За окнами уже было совсем светло, небо голубело на глазах.
Илья решительно поднялся с матов. Нашарив в своей тумбочке зубную щетку, пасту, мыльницу и бритву, он вышел из мрака спального отделения в свет коридора. У зеркала напротив тумбочки дневального поправил ремень с штык-ножом, пятерней пригладил всклокоченные волосы. Квакуша подпирал стенку. В зеркальном отражении при свете люминесцентных ламп, его лицо было серым, неживым, покрасневшие глаза тупо упирались в дверь, одетая задом наперед шапка была нахлобучена по самые брови, казалось он не видит и не слышит ничего, что происходит вокруг.
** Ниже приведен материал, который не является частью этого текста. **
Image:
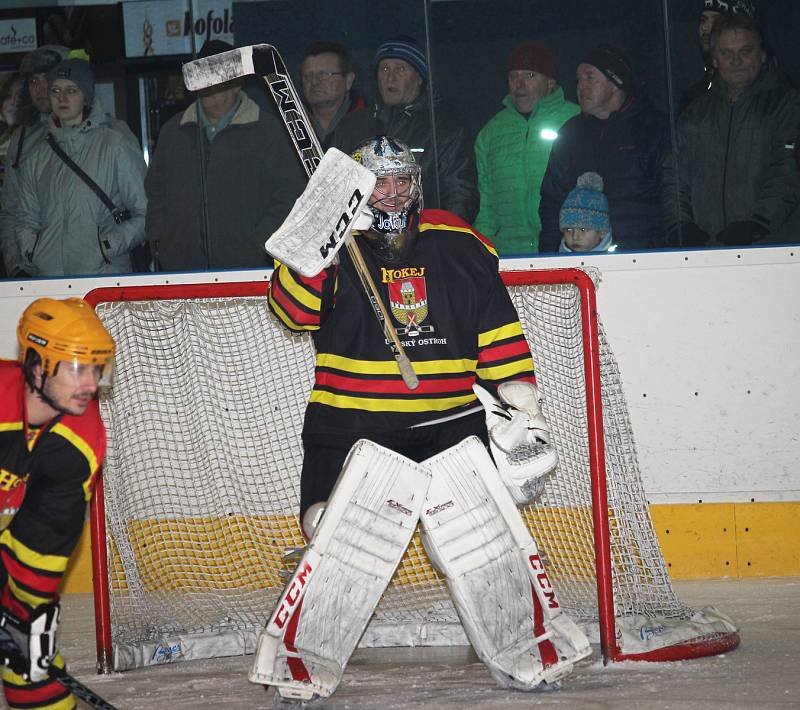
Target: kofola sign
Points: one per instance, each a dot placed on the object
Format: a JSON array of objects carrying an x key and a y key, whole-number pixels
[
  {"x": 18, "y": 35},
  {"x": 165, "y": 26}
]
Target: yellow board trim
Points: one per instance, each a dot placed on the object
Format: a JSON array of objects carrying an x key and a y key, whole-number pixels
[{"x": 698, "y": 541}]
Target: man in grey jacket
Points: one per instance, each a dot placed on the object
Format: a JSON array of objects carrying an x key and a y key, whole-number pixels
[
  {"x": 63, "y": 227},
  {"x": 223, "y": 178},
  {"x": 733, "y": 180},
  {"x": 34, "y": 113}
]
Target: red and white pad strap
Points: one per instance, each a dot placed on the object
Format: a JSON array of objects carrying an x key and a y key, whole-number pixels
[
  {"x": 367, "y": 525},
  {"x": 475, "y": 536}
]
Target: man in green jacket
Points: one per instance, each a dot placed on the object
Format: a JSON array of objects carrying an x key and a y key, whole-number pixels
[{"x": 513, "y": 148}]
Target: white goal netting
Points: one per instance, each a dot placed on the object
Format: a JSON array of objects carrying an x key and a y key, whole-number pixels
[{"x": 201, "y": 481}]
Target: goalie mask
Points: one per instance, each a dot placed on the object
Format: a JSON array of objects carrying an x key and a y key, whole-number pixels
[{"x": 396, "y": 202}]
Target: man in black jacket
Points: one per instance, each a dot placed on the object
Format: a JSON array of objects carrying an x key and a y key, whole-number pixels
[
  {"x": 621, "y": 137},
  {"x": 339, "y": 114},
  {"x": 223, "y": 178},
  {"x": 711, "y": 12},
  {"x": 733, "y": 180},
  {"x": 402, "y": 110}
]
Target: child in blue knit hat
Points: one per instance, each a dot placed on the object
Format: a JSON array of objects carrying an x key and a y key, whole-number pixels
[{"x": 583, "y": 219}]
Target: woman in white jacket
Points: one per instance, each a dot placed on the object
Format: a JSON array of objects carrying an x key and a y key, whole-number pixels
[{"x": 63, "y": 226}]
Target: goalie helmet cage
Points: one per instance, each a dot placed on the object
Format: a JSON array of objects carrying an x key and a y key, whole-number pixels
[{"x": 196, "y": 505}]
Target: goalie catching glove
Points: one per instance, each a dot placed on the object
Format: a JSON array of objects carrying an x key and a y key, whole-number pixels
[
  {"x": 519, "y": 438},
  {"x": 35, "y": 641}
]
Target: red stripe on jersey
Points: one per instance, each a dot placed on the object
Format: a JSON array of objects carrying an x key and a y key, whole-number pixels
[
  {"x": 504, "y": 351},
  {"x": 35, "y": 695},
  {"x": 297, "y": 314},
  {"x": 448, "y": 219},
  {"x": 32, "y": 579},
  {"x": 393, "y": 386},
  {"x": 295, "y": 664},
  {"x": 14, "y": 605},
  {"x": 547, "y": 651}
]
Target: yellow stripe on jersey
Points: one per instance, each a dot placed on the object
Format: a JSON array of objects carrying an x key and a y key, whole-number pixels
[
  {"x": 510, "y": 330},
  {"x": 31, "y": 558},
  {"x": 298, "y": 291},
  {"x": 288, "y": 322},
  {"x": 389, "y": 405},
  {"x": 425, "y": 226},
  {"x": 82, "y": 446},
  {"x": 506, "y": 371},
  {"x": 389, "y": 367}
]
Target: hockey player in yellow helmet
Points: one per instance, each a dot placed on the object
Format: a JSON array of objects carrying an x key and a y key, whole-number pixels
[
  {"x": 65, "y": 353},
  {"x": 52, "y": 442}
]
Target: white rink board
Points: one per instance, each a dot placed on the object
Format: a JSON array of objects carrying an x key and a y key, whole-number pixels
[
  {"x": 707, "y": 343},
  {"x": 761, "y": 673}
]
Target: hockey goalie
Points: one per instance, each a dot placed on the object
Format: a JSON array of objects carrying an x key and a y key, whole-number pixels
[{"x": 455, "y": 453}]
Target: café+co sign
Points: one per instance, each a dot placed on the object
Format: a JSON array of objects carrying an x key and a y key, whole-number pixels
[{"x": 17, "y": 35}]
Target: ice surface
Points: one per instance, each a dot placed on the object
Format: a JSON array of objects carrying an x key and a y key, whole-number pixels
[{"x": 761, "y": 673}]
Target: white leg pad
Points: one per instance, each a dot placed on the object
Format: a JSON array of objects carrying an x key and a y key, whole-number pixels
[
  {"x": 323, "y": 611},
  {"x": 474, "y": 534}
]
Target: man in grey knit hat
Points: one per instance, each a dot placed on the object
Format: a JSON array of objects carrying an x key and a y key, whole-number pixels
[{"x": 34, "y": 114}]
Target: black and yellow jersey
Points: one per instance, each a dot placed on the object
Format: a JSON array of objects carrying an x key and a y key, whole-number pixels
[
  {"x": 452, "y": 314},
  {"x": 46, "y": 479}
]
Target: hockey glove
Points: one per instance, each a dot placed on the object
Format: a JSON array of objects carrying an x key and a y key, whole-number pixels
[
  {"x": 741, "y": 233},
  {"x": 35, "y": 639},
  {"x": 519, "y": 438}
]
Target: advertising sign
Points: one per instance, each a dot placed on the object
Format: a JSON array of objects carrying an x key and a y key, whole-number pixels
[
  {"x": 18, "y": 35},
  {"x": 165, "y": 26}
]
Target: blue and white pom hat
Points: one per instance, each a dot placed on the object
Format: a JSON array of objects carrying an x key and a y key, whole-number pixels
[
  {"x": 586, "y": 207},
  {"x": 405, "y": 48}
]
— Майор сзади, — сделал замечание Илья.
— Який майор? — вздрогнул Квакуша.
— Шапку поправь, суслик.
«Спит, стоит и спит!», — Илье вдруг стало жалко этого щуплого украинца с маленьким острым носом усыпанном точками веснушек и юношеским пушком над верхней губой. « Гад — Витька, совсем заездил парня», — со злостью подумал он про второго дневального, намыливая лицо над раковиной. «А ведь день только начинается. Витька теперь будет дрыхнуть до завтрака, да и потом час-другой прихватит. И ничего не скажешь — дед! Только заикнись — весь призыв поднимется скажут, что потакаю молодежи, либеральничаю, а они «буреют»… Хотя, кому-кому, а Витьке в свое время тоже досталось. Восемь месяцев в учебке с дедами-кавказцами! Это не шутка. Каждый джигит считал своим долгом поглумиться, показать свое превосходство над москвичом. А сколько Витька посуды за других перемыл, сколько картошки перечистил… Это сейчас он со смехом вспоминает, как унитазы зубной щеткой чистил, а сколько хэбэ с чужого плеча перестирал, сколько сапог перечистил. А что еще перетерпел и о чем молчит… Нашим салагам такое и в кошмарном сне не привидится. А с другой стороны Витька сам выбрал такой путь. Поступил бы в свой МАИ на дневное отделение и не пришлось бы идти в армию, а с вечернего его и загребли… Ведь электронщик от Бога. На нем вся оперативная связь держится. Его с губы, где Витька сидел за неуставняк, сам начальник штаба армии забирал — генерал, когда на узле связи какой-то сбой произошел. Нет связи, и никто не может наладить. Генерал на гарнизонку лично приехал, шороху там навел. А Витька и в камере остался верен себе, резинку из трусов вытащил и мух стал бить и убитых рядком на подоконник складывать. Заходит генерал, Витька ему убиенных мух с гордостью показывает, мол, не зря хлеб комендантский ем. Так и возили его, днем — на узел, а ночевать в камеру. Уважают Витьку, все офицеры-связисты, здороваясь с ним, всегда берут под козырек. А что молодых он прижимает — то не со зла, не злой Витька человек», — полностью оправдал к концу бритья второго дневального Илья.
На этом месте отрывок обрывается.